I learned how to cook during childhood, as my sister and I were raised by our mom; on nights she was working, I was responsible for preparing dinner. She first taught me crepes, roasts, stews and pasta bakes. My grandfather (paternal) was also a chef, most notably for a stint at the Waldorf Astoria, and most of my formal base skill set, proper cutting, butchery, stocks, soups and mother sauces, I learned from him.

Initially, upon graduating high school, I attended John Jay College as a Criminal Justice and Legal Studies major, and supported myself working in the food industry. After several years, upon the recommendation of one of my old chefs at Jane Street Seafood, initial course tuition a gift from my stepfather, I completed a program at New York Restaurant School for Classical French Seafood. Jerry Gliber, the Dean, was my principal class instructor, due to a few roster changes.

Culinary School or School of Hard Knocks?

School of hard knocks first and foremost. Culinary school was a plus.

Career Highlights?

  • Experience in Paris and Sydney
  • Honorary Tastevin Goblet awarded
  • Sole e Luna awarded "excellent" by the New York Times
  • La Colline Verte awarded "excellent" by the New York Times
  • Eurolounge, Australia awarded "best restaurant in the Hills Region"

How did you end up in your current position?

One of my best friends happened to meet owner Joe Sandolo's son on a dinner break from the Stamford Police Force and was talking about the restaurant business. R.J. mentioned that his father was looking for a chef to open Harper's…and the rest is history.      

What is one food you can't live without?

Cheese, but I need to cut back.

What is one food you won't eat?

Sea urchin

If you could cook for anyone who would it be?

Not any one person, but a table of world leaders.

What would you cook for that person?

An eclectic tasting menu

What dish would you never want to cook again?

Bubble and Squeak (fried leftover vegetables)

Your most memorable kitchen disaster?

My most memorable disaster was not a kitchen one but at an old Rancilio Espresso machine, while managing I Dada, a small shop in Manhattan. I removed the filter from a group too quickly and had coffee grinds splatter everywhere!

Name your favorite ingredient.

Garlic

What is the strangest ingredient you've used?
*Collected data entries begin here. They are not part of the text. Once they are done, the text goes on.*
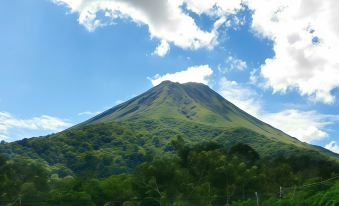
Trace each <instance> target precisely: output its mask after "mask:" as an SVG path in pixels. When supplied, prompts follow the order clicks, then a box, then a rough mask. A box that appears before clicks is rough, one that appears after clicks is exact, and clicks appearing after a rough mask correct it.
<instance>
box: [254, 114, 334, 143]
mask: <svg viewBox="0 0 339 206" xmlns="http://www.w3.org/2000/svg"><path fill="white" fill-rule="evenodd" d="M260 118H261V119H262V120H263V121H265V122H267V123H269V124H271V125H272V126H274V127H276V128H279V129H281V130H283V131H285V132H286V133H288V134H289V135H291V136H293V137H296V138H298V139H299V140H301V141H304V142H308V143H311V142H314V141H317V140H322V139H324V138H326V137H328V133H327V132H326V126H328V125H330V124H333V123H334V122H335V121H337V119H338V118H337V117H334V116H331V115H324V114H319V113H318V112H316V111H299V110H296V109H290V110H284V111H281V112H277V113H266V114H265V113H264V114H262V115H261V117H260Z"/></svg>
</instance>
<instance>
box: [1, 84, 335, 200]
mask: <svg viewBox="0 0 339 206" xmlns="http://www.w3.org/2000/svg"><path fill="white" fill-rule="evenodd" d="M338 162H339V158H338V155H337V154H334V153H332V152H330V151H328V150H326V149H323V148H320V147H315V146H312V145H309V144H306V143H302V142H300V141H298V140H297V139H295V138H293V137H290V136H288V135H286V134H284V133H283V132H281V131H279V130H277V129H275V128H273V127H271V126H270V125H268V124H265V123H263V122H261V121H260V120H258V119H256V118H254V117H252V116H250V115H248V114H247V113H245V112H244V111H242V110H240V109H239V108H237V107H236V106H234V105H233V104H231V103H230V102H228V101H227V100H225V99H223V98H222V97H221V96H220V95H218V94H217V93H215V92H214V91H213V90H211V89H210V88H208V87H207V86H204V85H201V84H194V83H189V84H183V85H180V84H176V83H171V82H165V83H162V84H160V85H159V86H157V87H154V88H152V89H151V90H149V91H147V92H146V93H144V94H142V95H140V96H137V97H135V98H133V99H131V100H130V101H127V102H126V103H123V104H120V105H118V106H116V107H113V108H112V109H110V110H107V111H106V112H103V113H102V114H100V115H98V116H96V117H94V118H92V119H90V120H88V121H86V122H84V123H81V124H79V125H77V126H74V127H73V128H70V129H68V130H65V131H63V132H60V133H57V134H51V135H48V136H45V137H34V138H30V139H23V140H20V141H16V142H11V143H4V142H1V143H0V205H6V206H10V205H11V206H14V205H27V206H40V205H41V206H54V205H55V206H77V205H79V206H95V205H97V206H103V205H104V206H112V205H115V206H134V205H138V206H152V205H154V206H158V205H161V206H169V205H173V206H208V205H210V206H212V205H213V206H217V205H218V206H219V205H242V206H250V205H251V206H252V205H267V206H271V205H282V206H283V205H297V206H298V205H300V206H304V205H305V206H309V205H311V206H312V205H320V206H335V205H339V181H337V180H339V178H338V175H339V164H338ZM337 178H338V179H337Z"/></svg>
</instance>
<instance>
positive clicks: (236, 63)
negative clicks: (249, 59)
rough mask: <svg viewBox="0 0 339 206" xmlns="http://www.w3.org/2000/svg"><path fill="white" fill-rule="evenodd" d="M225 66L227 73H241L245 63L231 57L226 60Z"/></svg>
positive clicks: (246, 63) (237, 59)
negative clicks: (236, 72)
mask: <svg viewBox="0 0 339 206" xmlns="http://www.w3.org/2000/svg"><path fill="white" fill-rule="evenodd" d="M226 66H227V68H228V70H229V71H231V70H240V71H243V70H245V69H246V68H247V63H246V62H245V61H244V60H241V59H238V58H236V57H233V56H229V57H227V59H226Z"/></svg>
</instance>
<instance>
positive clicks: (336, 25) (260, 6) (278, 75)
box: [53, 0, 339, 103]
mask: <svg viewBox="0 0 339 206" xmlns="http://www.w3.org/2000/svg"><path fill="white" fill-rule="evenodd" d="M53 1H54V2H55V3H57V4H63V5H66V6H67V7H69V8H70V10H71V12H73V13H78V14H79V23H80V24H82V25H84V26H85V27H86V28H87V29H88V30H89V31H93V30H94V29H95V28H97V27H100V26H104V25H107V24H111V23H112V22H114V20H115V19H118V18H128V19H130V20H132V21H133V22H136V23H137V24H141V25H146V26H147V27H148V29H149V33H150V35H151V37H155V38H158V39H160V40H161V44H160V45H159V46H158V47H157V48H156V50H155V52H154V53H155V54H158V55H159V56H164V55H165V54H166V53H167V52H168V48H169V47H168V44H170V43H173V44H174V45H176V46H178V47H181V48H184V49H198V48H202V47H207V48H212V47H213V46H215V45H216V43H217V38H218V28H219V27H220V26H221V25H222V24H224V23H225V24H226V26H227V25H228V26H232V27H233V26H234V25H233V24H231V23H229V22H230V19H232V18H230V17H232V16H236V14H237V13H238V12H239V11H241V10H242V9H243V8H244V5H246V6H248V8H249V9H250V10H252V11H253V13H252V18H253V21H252V28H253V30H254V31H255V32H256V33H257V34H258V35H260V36H262V37H265V38H268V39H270V40H272V41H273V43H274V48H273V50H274V52H275V56H274V57H273V58H270V59H266V61H265V63H264V64H263V65H262V66H261V75H262V76H263V77H264V79H265V80H266V83H267V84H266V86H267V87H271V88H273V91H274V92H286V91H288V90H289V89H297V90H298V91H299V92H300V94H301V95H305V96H308V97H311V99H313V100H315V101H321V102H324V103H333V102H334V101H335V97H334V96H333V95H332V94H331V92H332V91H333V89H335V88H337V87H339V81H338V79H339V58H337V54H338V53H339V24H338V21H339V14H338V12H337V11H338V10H339V1H337V0H326V1H319V0H271V1H267V0H227V1H225V0H209V1H196V0H158V1H150V0H53ZM186 10H188V11H190V12H193V13H195V14H197V15H201V14H206V15H209V16H211V17H212V18H211V19H214V21H215V22H214V27H213V28H212V29H210V30H209V31H205V30H203V29H202V28H201V27H199V26H198V25H197V24H196V22H195V21H194V19H193V18H192V17H191V16H190V15H188V14H187V12H186ZM99 12H102V13H104V16H105V18H106V21H105V20H103V18H102V17H99V16H100V15H98V13H99ZM240 22H241V21H240V20H239V23H238V24H240V25H241V23H240Z"/></svg>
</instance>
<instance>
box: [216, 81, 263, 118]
mask: <svg viewBox="0 0 339 206" xmlns="http://www.w3.org/2000/svg"><path fill="white" fill-rule="evenodd" d="M218 91H219V93H220V94H221V95H222V96H223V97H224V98H225V99H227V100H228V101H230V102H232V103H233V104H234V105H236V106H237V107H239V108H240V109H242V110H244V111H246V112H247V113H249V114H250V115H253V116H257V115H258V114H259V113H260V110H261V103H260V102H259V100H258V94H257V93H256V92H255V91H254V90H253V89H250V88H248V87H244V86H241V85H240V84H238V83H237V82H236V81H230V80H228V79H226V78H225V77H223V78H221V79H220V81H219V89H218Z"/></svg>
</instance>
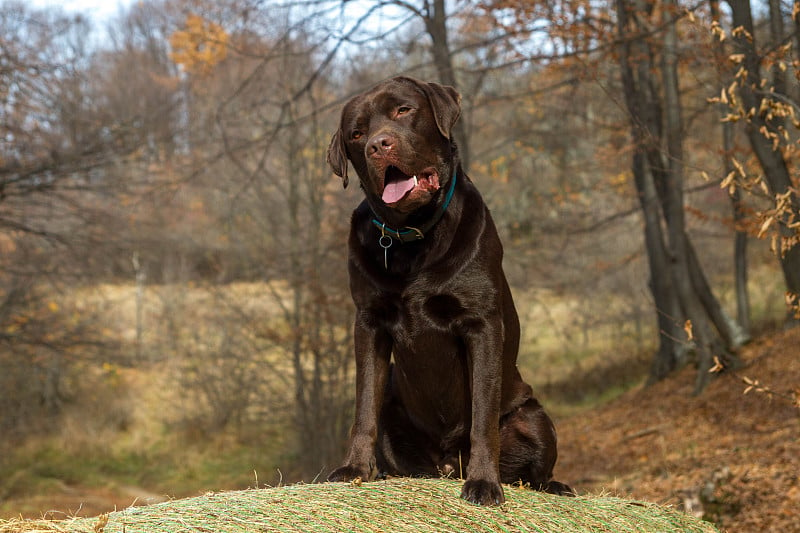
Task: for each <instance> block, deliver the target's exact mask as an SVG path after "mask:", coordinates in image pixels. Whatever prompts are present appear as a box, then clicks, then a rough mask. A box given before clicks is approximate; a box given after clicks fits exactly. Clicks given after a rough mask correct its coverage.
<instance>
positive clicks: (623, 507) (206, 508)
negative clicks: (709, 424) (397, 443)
mask: <svg viewBox="0 0 800 533" xmlns="http://www.w3.org/2000/svg"><path fill="white" fill-rule="evenodd" d="M460 491H461V482H460V481H457V480H452V479H408V478H393V479H389V480H386V481H375V482H372V483H363V484H362V483H359V484H346V483H325V484H313V485H303V484H297V485H290V486H286V487H277V488H267V489H251V490H246V491H234V492H223V493H208V494H205V495H204V496H200V497H195V498H187V499H183V500H175V501H171V502H166V503H160V504H155V505H151V506H148V507H131V508H128V509H125V510H123V511H118V512H113V513H109V514H105V515H102V516H99V517H93V518H77V519H70V520H65V521H61V522H44V521H13V522H7V523H2V522H0V532H1V533H22V532H29V533H32V532H34V531H35V532H39V533H44V532H56V531H70V532H75V533H78V532H81V533H91V532H94V533H156V532H165V533H166V532H170V533H175V532H178V531H186V532H190V531H192V532H195V531H215V532H219V533H222V532H227V533H248V532H256V531H285V532H302V533H306V532H308V531H318V532H323V533H327V532H331V533H339V532H341V531H363V532H365V533H367V532H384V531H385V532H391V533H404V532H409V533H416V532H419V531H441V532H448V533H449V532H460V531H476V532H477V531H484V532H501V531H502V532H507V533H511V532H514V533H516V532H519V533H522V532H527V531H540V532H542V533H551V532H552V533H556V532H558V533H587V532H596V533H626V532H630V533H639V532H648V531H652V532H681V533H688V532H696V533H711V532H713V531H715V529H714V527H713V526H712V525H711V524H709V523H708V522H704V521H702V520H698V519H695V518H692V517H691V516H688V515H686V514H684V513H681V512H680V511H677V510H675V509H673V508H669V507H664V506H658V505H652V504H647V503H641V502H633V501H629V500H623V499H619V498H613V497H608V496H592V497H577V498H568V497H564V496H554V495H551V494H543V493H541V492H535V491H531V490H529V489H525V488H520V487H507V488H506V491H505V492H506V498H507V501H506V503H505V504H503V505H502V506H500V507H480V506H477V505H472V504H469V503H467V502H465V501H463V500H461V499H460V498H459V497H458V494H459V492H460Z"/></svg>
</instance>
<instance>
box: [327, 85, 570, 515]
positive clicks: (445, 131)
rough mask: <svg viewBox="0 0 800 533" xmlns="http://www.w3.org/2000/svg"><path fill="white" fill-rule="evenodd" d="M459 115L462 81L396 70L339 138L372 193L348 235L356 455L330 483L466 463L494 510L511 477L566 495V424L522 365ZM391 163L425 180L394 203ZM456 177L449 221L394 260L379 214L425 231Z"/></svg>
mask: <svg viewBox="0 0 800 533" xmlns="http://www.w3.org/2000/svg"><path fill="white" fill-rule="evenodd" d="M459 114H460V96H459V95H458V93H457V92H456V91H455V90H454V89H453V88H452V87H444V86H441V85H438V84H435V83H424V82H420V81H417V80H414V79H411V78H404V77H399V78H393V79H391V80H388V81H385V82H383V83H381V84H379V85H378V86H376V87H375V88H373V89H372V90H370V91H367V92H366V93H363V94H360V95H358V96H356V97H354V98H353V99H352V100H350V101H349V102H348V103H347V104H346V105H345V107H344V109H343V111H342V117H341V124H340V128H339V130H338V131H337V132H336V133H335V134H334V136H333V139H332V140H331V145H330V148H329V150H328V161H329V163H330V164H331V166H332V168H333V170H334V172H335V173H336V174H337V175H339V176H341V177H342V178H343V179H344V183H345V186H347V162H348V160H349V161H350V162H351V163H352V165H353V167H354V168H355V171H356V173H357V174H358V177H359V180H360V183H361V188H362V189H363V191H364V194H365V196H366V198H365V200H364V202H362V203H361V205H359V206H358V207H357V208H356V210H355V211H354V213H353V217H352V225H351V231H350V238H349V263H348V266H349V273H350V290H351V293H352V296H353V300H354V302H355V305H356V318H355V329H354V338H355V355H356V369H357V374H356V415H355V422H354V424H353V428H352V432H351V439H350V445H349V451H348V453H347V457H346V458H345V461H344V464H343V466H341V467H340V468H337V469H336V470H334V471H333V472H332V473H331V474H330V476H329V477H328V479H329V480H330V481H348V480H353V479H355V478H361V479H362V480H365V481H366V480H369V479H372V478H374V476H375V475H376V474H378V473H385V474H389V475H409V476H437V475H442V474H445V475H446V474H455V475H458V474H459V472H463V473H465V474H466V482H465V483H464V486H463V490H462V493H461V496H462V498H464V499H466V500H468V501H470V502H473V503H477V504H482V505H491V504H499V503H502V502H503V501H504V496H503V489H502V487H501V485H500V483H501V482H503V483H516V482H523V483H529V484H530V485H531V486H532V487H533V488H536V489H540V490H547V491H549V492H556V493H566V492H569V491H570V489H569V487H567V486H566V485H563V484H561V483H559V482H556V481H552V472H553V465H554V464H555V462H556V434H555V429H554V427H553V424H552V422H551V421H550V419H549V417H548V416H547V415H546V414H545V412H544V410H543V409H542V407H541V405H539V402H538V401H536V399H535V398H534V397H533V396H532V391H531V388H530V386H528V385H527V384H526V383H525V382H524V381H522V378H521V377H520V374H519V371H518V370H517V366H516V360H517V350H518V344H519V320H518V318H517V313H516V310H515V308H514V302H513V301H512V298H511V292H510V291H509V288H508V284H507V282H506V278H505V275H504V273H503V268H502V257H503V248H502V245H501V244H500V239H499V237H498V235H497V231H496V229H495V226H494V223H493V222H492V218H491V216H490V215H489V211H488V209H487V207H486V205H485V204H484V202H483V200H482V198H481V196H480V194H479V193H478V191H477V189H476V188H475V186H474V185H473V184H472V182H471V181H470V179H469V178H468V177H467V176H466V175H465V174H464V172H463V171H462V169H461V166H460V163H459V159H458V153H457V149H456V145H455V143H454V142H453V140H452V139H451V131H452V128H453V124H454V123H455V122H456V120H457V119H458V117H459ZM389 167H396V168H398V169H400V170H401V171H402V172H403V173H405V174H407V175H409V176H411V175H418V176H419V181H420V186H419V187H416V188H415V189H413V190H412V191H411V192H409V193H408V194H407V195H406V196H405V197H404V198H403V199H401V200H400V201H397V202H394V203H391V204H390V205H387V204H386V203H384V201H383V200H382V198H381V194H382V192H383V190H384V187H385V185H386V184H385V183H384V180H385V178H386V176H388V173H387V169H388V168H389ZM454 173H455V175H456V176H457V178H456V183H455V189H454V193H453V196H452V201H451V203H450V204H449V206H448V207H447V209H446V211H444V214H443V215H442V217H441V219H440V220H438V222H436V224H435V225H434V226H433V227H432V228H431V229H430V230H429V231H428V232H427V234H426V235H425V238H424V239H421V240H417V241H414V242H406V243H401V242H399V241H398V240H396V239H395V240H393V242H392V243H391V246H390V247H389V249H388V251H387V253H386V255H385V254H384V249H383V248H382V247H381V246H380V245H379V242H378V241H379V239H380V238H381V236H382V231H381V229H379V228H378V227H376V225H375V224H374V223H373V222H372V220H373V218H377V219H378V220H380V221H381V222H382V223H384V224H385V225H386V226H387V227H389V228H395V229H397V228H402V227H417V228H419V227H424V226H425V225H426V223H427V222H428V221H430V220H432V219H434V217H435V216H436V214H437V211H438V210H440V209H441V207H442V204H443V202H444V201H445V196H446V193H447V191H448V189H449V186H450V184H451V180H452V179H453V175H454ZM384 242H385V241H384ZM392 355H393V356H394V361H393V364H392V363H390V360H391V359H392Z"/></svg>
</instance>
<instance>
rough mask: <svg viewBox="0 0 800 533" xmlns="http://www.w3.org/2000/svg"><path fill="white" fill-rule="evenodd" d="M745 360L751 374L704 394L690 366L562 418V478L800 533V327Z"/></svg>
mask: <svg viewBox="0 0 800 533" xmlns="http://www.w3.org/2000/svg"><path fill="white" fill-rule="evenodd" d="M742 356H743V358H744V361H745V363H746V365H747V366H746V367H745V368H744V369H742V370H740V371H738V372H736V373H729V374H722V375H720V376H719V377H718V378H717V379H715V380H714V381H713V382H712V383H711V385H710V386H709V387H708V389H707V390H706V391H705V393H703V394H702V395H701V396H699V397H693V396H692V394H691V392H692V386H693V377H694V371H693V369H689V368H687V369H685V370H684V371H683V372H680V373H679V374H678V375H676V376H674V377H672V378H671V379H669V380H667V381H665V382H663V383H658V384H656V385H653V386H651V387H648V388H641V387H640V388H637V389H635V390H631V391H629V392H626V393H624V394H623V395H621V396H620V397H619V398H617V399H615V400H614V401H612V402H610V403H609V404H606V405H604V406H602V407H599V408H596V409H592V410H589V411H586V412H583V413H581V414H578V415H574V416H570V417H569V418H566V419H563V420H561V421H560V422H559V423H558V424H557V425H558V430H559V444H560V450H559V451H560V457H559V464H558V465H557V467H556V468H557V469H556V474H557V478H558V479H560V480H561V481H565V482H568V483H571V484H573V486H575V487H576V488H577V489H578V491H579V492H598V491H603V490H609V491H611V492H612V493H614V494H617V495H620V496H630V497H633V498H636V499H642V500H647V501H651V502H656V503H662V504H674V505H676V506H678V507H681V508H683V509H685V510H687V511H689V512H691V513H693V514H696V515H698V516H704V517H705V518H706V519H708V520H711V521H713V522H715V523H716V524H717V525H718V526H719V527H720V529H721V530H727V531H731V532H737V533H747V532H753V533H755V532H759V533H760V532H764V531H784V532H790V531H800V480H799V479H798V476H800V406H798V405H796V402H797V401H798V394H800V328H794V329H793V330H789V331H785V332H781V333H777V334H772V335H769V336H766V337H763V338H760V339H758V340H757V341H755V342H754V343H752V344H751V345H749V346H747V347H745V348H744V349H743V351H742ZM745 380H749V384H748V382H746V381H745ZM754 380H757V381H758V384H757V385H756V386H754V387H751V384H753V382H754ZM748 389H749V390H748ZM765 389H767V390H765ZM745 392H747V393H746V394H745Z"/></svg>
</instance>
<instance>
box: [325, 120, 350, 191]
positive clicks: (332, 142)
mask: <svg viewBox="0 0 800 533" xmlns="http://www.w3.org/2000/svg"><path fill="white" fill-rule="evenodd" d="M327 160H328V164H329V165H330V166H331V168H332V169H333V173H334V174H336V175H337V176H339V177H340V178H342V185H343V186H344V188H345V189H346V188H347V184H348V182H349V179H348V178H347V149H346V148H345V146H344V138H343V136H342V128H339V129H338V130H336V133H334V134H333V137H332V138H331V144H330V145H328V157H327Z"/></svg>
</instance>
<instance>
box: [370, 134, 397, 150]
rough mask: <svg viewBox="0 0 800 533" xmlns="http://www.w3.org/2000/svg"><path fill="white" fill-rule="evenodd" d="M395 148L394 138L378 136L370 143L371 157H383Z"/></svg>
mask: <svg viewBox="0 0 800 533" xmlns="http://www.w3.org/2000/svg"><path fill="white" fill-rule="evenodd" d="M393 146H394V138H392V137H391V136H390V135H387V134H385V133H383V134H379V135H376V136H375V137H373V138H372V139H371V140H370V141H369V145H368V148H369V155H382V154H385V153H387V152H389V151H390V150H391V149H392V147H393Z"/></svg>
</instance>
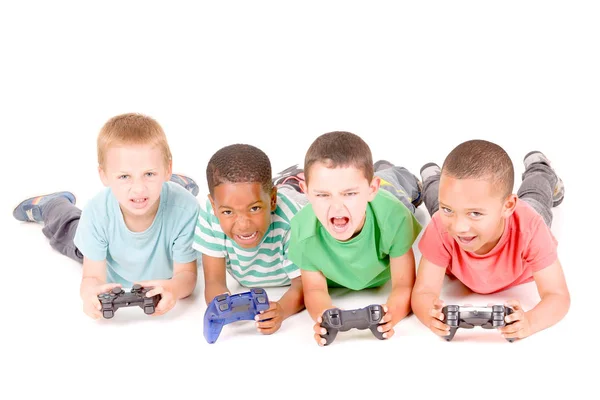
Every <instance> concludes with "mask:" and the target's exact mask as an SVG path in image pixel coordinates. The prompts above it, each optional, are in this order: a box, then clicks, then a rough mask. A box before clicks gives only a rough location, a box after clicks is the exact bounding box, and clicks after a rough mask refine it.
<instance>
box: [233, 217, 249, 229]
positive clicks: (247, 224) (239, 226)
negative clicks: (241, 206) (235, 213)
mask: <svg viewBox="0 0 600 400" xmlns="http://www.w3.org/2000/svg"><path fill="white" fill-rule="evenodd" d="M235 224H236V225H237V227H238V228H239V229H240V230H245V229H248V228H249V227H250V218H248V217H247V216H246V215H243V214H242V215H240V216H238V217H237V220H236V221H235Z"/></svg>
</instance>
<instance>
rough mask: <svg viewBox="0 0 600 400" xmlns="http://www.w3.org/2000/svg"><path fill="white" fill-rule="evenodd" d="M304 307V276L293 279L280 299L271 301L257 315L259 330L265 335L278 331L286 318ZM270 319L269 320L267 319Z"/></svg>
mask: <svg viewBox="0 0 600 400" xmlns="http://www.w3.org/2000/svg"><path fill="white" fill-rule="evenodd" d="M303 309H304V293H303V292H302V278H301V277H297V278H294V279H292V284H291V286H290V288H289V289H288V290H287V292H285V293H284V295H283V296H282V297H281V299H279V301H270V302H269V309H268V310H266V311H261V314H260V315H257V316H256V317H255V319H256V321H258V322H257V325H256V326H257V327H258V331H259V332H260V333H262V334H263V335H270V334H272V333H275V332H277V330H279V328H280V327H281V323H282V322H283V320H284V319H286V318H288V317H290V316H292V315H294V314H296V313H298V312H300V311H302V310H303ZM267 320H268V321H267Z"/></svg>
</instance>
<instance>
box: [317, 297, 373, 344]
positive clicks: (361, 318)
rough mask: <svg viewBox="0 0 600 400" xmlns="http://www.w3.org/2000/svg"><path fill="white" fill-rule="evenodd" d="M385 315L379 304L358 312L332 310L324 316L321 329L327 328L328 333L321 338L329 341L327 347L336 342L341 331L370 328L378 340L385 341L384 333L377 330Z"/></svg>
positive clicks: (359, 309) (355, 310)
mask: <svg viewBox="0 0 600 400" xmlns="http://www.w3.org/2000/svg"><path fill="white" fill-rule="evenodd" d="M384 314H385V313H384V311H383V307H381V306H380V305H379V304H372V305H370V306H367V307H365V308H359V309H356V310H340V309H339V308H331V309H329V310H327V311H325V312H324V313H323V315H322V318H323V322H321V327H323V328H325V329H326V330H327V333H326V334H324V335H320V336H321V337H322V338H324V339H326V340H327V342H326V343H325V346H327V345H329V344H331V343H332V342H333V341H334V340H335V337H336V336H337V334H338V332H340V331H341V332H346V331H349V330H350V329H360V330H362V329H367V328H368V329H370V330H371V332H373V335H374V336H375V337H376V338H377V339H380V340H382V339H385V338H384V337H383V333H382V332H379V331H378V330H377V327H378V326H379V321H381V318H383V315H384Z"/></svg>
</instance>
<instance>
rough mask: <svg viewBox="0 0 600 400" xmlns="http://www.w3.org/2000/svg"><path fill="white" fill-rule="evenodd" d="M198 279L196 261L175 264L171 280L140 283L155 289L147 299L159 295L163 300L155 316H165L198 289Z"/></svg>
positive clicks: (146, 295)
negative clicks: (150, 297)
mask: <svg viewBox="0 0 600 400" xmlns="http://www.w3.org/2000/svg"><path fill="white" fill-rule="evenodd" d="M197 279H198V266H197V264H196V260H194V261H190V262H187V263H177V262H174V263H173V277H172V278H171V279H161V280H150V281H143V282H138V283H139V284H140V285H142V286H152V287H153V289H152V290H149V291H148V293H146V296H147V297H152V296H155V295H157V294H160V295H161V299H160V301H159V302H158V304H157V305H156V310H155V312H154V314H152V315H153V316H159V315H163V314H165V313H166V312H168V311H170V310H171V309H172V308H173V307H175V304H176V303H177V300H179V299H183V298H186V297H188V296H189V295H190V294H192V292H193V291H194V288H195V287H196V281H197Z"/></svg>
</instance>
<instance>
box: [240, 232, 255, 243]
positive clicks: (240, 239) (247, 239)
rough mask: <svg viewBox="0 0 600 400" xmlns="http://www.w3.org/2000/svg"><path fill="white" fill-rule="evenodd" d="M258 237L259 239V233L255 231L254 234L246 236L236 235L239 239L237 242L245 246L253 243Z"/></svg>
mask: <svg viewBox="0 0 600 400" xmlns="http://www.w3.org/2000/svg"><path fill="white" fill-rule="evenodd" d="M257 237H258V231H254V232H252V233H249V234H244V235H242V234H237V235H235V238H236V239H237V240H236V241H237V242H239V243H243V244H250V243H253V242H254V241H255V240H256V238H257Z"/></svg>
Snail Eggs. I was given a sample of them by a friend from Normandy, and used it during a tasting for a soiree given by the former French Consul in New York City

Name one item every kitchen should have. 

A proper chef's knife

Best kitchen invention?

The food processor

Best teacher you ever had?

  • Culinary class- Jerry Gliber, former dean of the New York Restaurant School
  • Restaurant-wise- Etienne Menozzi, old chef, mentor and friend; once the saucier under Master Chef Raymond Oliver, considered perhaps the greatest in the 1950's, and the most prolific food writer since Escoffier.

Best lesson(s) learned?

Start with the best primary ingredients in the cleanest work environment.

Are you a carnivore, omnivore or herbivore?

Carnivore, but with my current weight issue I am quickly becoming more of an herbivore!

What did you have for dinner last night?

A kitchen mistake—Margherita Pizza with broccoli and arugula salad with virgin oil and white balsamic.

What is your most memorable food experience?

14-course tasting menu at Tetsuya's in Sydney, Australia and a birthday dinner at Le Cygne in New York with my Uncle Robert and Aunt Linda.

If you weren't a chef, what would you be?

A writer; already am, but non-published, outside of old college journals and a reprinting of my poetry by a New York local west side paper. I participated in a neighborhood event to make people more sensitive to issues concerning the homeless which was the theme of the poetry I contributed.